Il sindaco Filippo Nogarin la chiama la “fase 2”. E’ un rimpasto, ma non c’è “nessuna crisi” assicura il primo cittadino di Livorno. Fuori dalla giunta finiscono Serafino Fasulo (cultura) e Nicola Perullo (sport e turismo), dentro finiscono quello che finora era portavoce di Nogarin, Andrea Morini, e il giornalista-dj Francesco Belais, collaboratore del tavolo Rainbow per i diritti Lgbt. “Stima immutata nei confronti di Fasulo e Perullo – dice Nogarin – Ho solo chiesto loro di fare un passo di lato: avevamo bisogno di maggiore incisività e reattività per produrre cambiamenti in tempi più rapidi”. Il sindaco ha fatto anche un piccolo bilancio dei suoi primi due anni di mandato: “Che voto mi do? Un 7 per l’impegno, la sufficienza per i risultati ottenuti”. Poi la conferma: “Non mi ricandiderò – assicura – Un’esperienza in Parlamento? Lo escludo, mi porterebbe via dalla famiglia e dalla mia città”.

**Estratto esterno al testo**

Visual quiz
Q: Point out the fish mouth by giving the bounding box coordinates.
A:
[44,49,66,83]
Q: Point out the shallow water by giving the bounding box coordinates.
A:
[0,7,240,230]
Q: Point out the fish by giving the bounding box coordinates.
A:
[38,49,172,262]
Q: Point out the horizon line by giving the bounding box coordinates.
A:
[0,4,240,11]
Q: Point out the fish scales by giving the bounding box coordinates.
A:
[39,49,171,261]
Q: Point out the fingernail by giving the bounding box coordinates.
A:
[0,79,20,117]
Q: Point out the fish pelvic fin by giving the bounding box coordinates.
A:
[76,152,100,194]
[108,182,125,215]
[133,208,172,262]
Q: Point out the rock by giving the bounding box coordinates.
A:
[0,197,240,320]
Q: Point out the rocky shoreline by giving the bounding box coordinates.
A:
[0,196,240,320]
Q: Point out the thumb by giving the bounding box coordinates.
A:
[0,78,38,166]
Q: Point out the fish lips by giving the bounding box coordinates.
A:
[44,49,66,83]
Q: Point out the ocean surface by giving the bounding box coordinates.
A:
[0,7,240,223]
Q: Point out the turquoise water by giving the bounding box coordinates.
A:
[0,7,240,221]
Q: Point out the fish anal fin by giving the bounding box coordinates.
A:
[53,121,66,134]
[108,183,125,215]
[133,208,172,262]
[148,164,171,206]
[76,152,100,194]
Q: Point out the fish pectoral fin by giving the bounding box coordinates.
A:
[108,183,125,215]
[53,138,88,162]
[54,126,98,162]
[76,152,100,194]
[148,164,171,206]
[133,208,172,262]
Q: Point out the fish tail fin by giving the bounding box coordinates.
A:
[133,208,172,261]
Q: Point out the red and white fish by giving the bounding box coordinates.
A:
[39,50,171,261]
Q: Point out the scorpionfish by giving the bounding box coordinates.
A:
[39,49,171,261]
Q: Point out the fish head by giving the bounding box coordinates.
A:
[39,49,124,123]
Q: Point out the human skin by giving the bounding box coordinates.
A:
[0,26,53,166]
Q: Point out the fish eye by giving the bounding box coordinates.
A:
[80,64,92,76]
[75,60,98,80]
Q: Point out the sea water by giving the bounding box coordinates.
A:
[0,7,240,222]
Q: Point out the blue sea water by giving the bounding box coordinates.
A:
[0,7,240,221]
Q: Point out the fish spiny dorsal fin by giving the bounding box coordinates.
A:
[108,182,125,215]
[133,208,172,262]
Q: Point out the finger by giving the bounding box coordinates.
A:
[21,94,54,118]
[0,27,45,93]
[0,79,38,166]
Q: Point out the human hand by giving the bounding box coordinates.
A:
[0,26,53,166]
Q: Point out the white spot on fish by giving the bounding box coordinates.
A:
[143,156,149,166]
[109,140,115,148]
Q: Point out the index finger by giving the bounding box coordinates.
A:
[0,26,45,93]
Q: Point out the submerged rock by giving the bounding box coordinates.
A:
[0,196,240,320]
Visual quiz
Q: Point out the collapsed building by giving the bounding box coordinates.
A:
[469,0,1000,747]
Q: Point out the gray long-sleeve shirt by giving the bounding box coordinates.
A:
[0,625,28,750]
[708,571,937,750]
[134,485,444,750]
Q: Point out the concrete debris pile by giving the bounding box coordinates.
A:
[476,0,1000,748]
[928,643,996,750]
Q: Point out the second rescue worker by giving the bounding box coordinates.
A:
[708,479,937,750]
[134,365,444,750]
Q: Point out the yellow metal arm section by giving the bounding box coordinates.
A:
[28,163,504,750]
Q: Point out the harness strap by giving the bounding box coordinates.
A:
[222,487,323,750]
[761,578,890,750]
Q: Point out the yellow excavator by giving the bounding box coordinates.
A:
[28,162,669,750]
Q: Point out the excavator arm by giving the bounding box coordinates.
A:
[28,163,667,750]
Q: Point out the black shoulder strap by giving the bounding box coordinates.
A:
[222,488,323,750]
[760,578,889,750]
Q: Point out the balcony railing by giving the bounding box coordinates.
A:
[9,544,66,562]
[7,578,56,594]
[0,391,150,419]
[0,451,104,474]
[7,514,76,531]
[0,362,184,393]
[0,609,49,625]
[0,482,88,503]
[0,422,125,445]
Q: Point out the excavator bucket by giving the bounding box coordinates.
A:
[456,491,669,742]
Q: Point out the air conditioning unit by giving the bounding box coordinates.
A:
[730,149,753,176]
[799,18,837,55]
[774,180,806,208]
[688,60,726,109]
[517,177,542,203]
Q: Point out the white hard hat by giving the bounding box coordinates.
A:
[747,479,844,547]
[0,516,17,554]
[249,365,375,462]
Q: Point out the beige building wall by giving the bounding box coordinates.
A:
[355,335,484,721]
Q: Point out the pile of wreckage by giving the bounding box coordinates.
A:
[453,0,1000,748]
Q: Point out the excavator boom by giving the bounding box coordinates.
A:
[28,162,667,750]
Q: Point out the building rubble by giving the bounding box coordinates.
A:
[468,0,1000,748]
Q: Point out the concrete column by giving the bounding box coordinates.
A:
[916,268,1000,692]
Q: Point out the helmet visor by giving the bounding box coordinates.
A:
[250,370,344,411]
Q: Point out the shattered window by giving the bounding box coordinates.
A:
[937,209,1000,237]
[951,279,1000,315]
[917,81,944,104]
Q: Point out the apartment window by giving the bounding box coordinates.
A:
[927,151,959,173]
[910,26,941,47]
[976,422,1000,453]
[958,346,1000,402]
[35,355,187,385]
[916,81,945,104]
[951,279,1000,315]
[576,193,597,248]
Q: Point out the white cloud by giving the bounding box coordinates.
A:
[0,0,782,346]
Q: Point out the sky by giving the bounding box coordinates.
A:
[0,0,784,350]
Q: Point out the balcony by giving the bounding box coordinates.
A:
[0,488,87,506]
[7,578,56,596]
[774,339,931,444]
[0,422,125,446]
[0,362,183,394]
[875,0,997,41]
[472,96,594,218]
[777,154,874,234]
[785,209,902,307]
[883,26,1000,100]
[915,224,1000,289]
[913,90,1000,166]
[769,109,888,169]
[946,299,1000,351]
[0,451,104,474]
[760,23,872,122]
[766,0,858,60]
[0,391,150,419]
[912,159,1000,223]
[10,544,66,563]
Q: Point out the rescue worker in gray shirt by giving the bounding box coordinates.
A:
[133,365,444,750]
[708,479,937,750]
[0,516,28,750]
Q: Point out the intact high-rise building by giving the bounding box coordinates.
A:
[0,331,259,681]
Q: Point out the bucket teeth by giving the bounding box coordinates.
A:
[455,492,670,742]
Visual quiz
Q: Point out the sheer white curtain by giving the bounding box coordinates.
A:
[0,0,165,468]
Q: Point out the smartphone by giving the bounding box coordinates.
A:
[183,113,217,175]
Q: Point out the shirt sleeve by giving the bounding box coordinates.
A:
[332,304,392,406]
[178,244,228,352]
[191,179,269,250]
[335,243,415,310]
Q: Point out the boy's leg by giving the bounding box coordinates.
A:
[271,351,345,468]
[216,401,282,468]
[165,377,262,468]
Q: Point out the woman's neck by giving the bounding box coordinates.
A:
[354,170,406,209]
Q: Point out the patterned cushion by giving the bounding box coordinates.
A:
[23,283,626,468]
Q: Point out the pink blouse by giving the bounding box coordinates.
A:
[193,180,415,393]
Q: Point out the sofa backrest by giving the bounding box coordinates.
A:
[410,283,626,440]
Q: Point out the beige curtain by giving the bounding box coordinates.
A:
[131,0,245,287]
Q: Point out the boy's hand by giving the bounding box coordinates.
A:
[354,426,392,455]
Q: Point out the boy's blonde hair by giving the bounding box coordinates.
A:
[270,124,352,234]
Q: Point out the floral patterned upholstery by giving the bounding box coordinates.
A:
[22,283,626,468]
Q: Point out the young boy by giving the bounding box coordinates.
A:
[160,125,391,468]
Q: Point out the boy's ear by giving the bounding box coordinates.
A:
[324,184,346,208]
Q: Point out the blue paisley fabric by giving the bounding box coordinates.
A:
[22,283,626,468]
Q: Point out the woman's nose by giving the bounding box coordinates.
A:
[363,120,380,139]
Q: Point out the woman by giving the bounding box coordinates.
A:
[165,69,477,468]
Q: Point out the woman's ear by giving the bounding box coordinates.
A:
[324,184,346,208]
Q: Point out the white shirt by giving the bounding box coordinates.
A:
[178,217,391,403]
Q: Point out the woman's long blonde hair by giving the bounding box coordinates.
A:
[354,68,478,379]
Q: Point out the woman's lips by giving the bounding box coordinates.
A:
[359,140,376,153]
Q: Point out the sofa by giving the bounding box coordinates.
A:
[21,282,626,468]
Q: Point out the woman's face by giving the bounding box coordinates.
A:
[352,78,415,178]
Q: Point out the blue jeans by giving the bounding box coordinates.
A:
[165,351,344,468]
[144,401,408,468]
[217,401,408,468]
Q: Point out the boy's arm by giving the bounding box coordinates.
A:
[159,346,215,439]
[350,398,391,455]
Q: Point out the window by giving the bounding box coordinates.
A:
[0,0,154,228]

“Ma quale giunta ‘grillizzata’…”
La nomina di due nuovi assessori arriva dopo l’uscita di scena in piena crisi Aamps dell’assessore all’ambiente Giovanni Gordiani, sostituito da Giovanni Vece, promotore del progetto “funivia”. Morini si occuperà di sport mentre Belais di cultura e turismo. Altre deleghe sono state redistribuite. Un rimpasto che sembra strizzare l’occhio alla base: al posto di due assessori “indipendenti” entra infatti il fedelissimo grillino Morini. Nogarin però non condivide questa lettura e ironizza: “Nessuna giunta grillizzata”. Anche Belais chiarisce: “Non sono un ‘grillizzato’. Nel 2014 inviai il curriculum per partecipare alla selezione degli assessori ma non venni selezionato. Nel frattempo ho continuato a collaborare con il Comune in forma volontaria”.

“Gli assessori uscenti continueranno a aiutarci”
Nogarin nega che ci siano stati contrasti con gli assessori uscenti: “Non è un atto di sfiducia, Fasulo e Perullo continueranno a dare il loro contributo all’amministrazione comunale, ma in forme diverse”. Con Perullo i dettagli sembrano già decisi: “Sarà mio consigliere in tema di grandi eventi: lo farà senza percepire alcuna indennità”. Il sindaco nega che l’uscita di Perullo sia legata alle polemiche degli scorsi giorni relative a una collaborazione poi saltata in extremis (il caso è stato portato alla luce dal Tirreno) con il gruppo di costruzione di mega-yacht Azimut-Benetti.

“Non mi candiderò in Parlamento”
Al centro dell’incontro con la stampa è tornato lo scontro con il direttore generale Sandra Maltinti (“Revocarla? nei prossimi giorni ci confronteremo”), i rumors riguardanti un sondaggio sul suo operato (“non l’ho commissionato io”) ma anche il suo futuro una volta terminata l’esperienza di sindaco (“non ho ancora deciso cosa farò da grande”). Nogarin ha ribadito che non si candiderà per un altro mandato a Palzzo Civico e ha inoltre escluso una sua candidatura in Parlamento, anche se glielo chiedesse Beppe Grillo: “Premettiamo: non è che Grillo chiama dicendo ‘sei stato nominato’, è una fantasia, non funziona così. Un mio impegno a Roma mi porterebbe lontano dalla famiglia e dalla mia città, impedendomi di essere in pace con me stesso: escludo perciò categoricamente una mia candidatura in Parlamento”.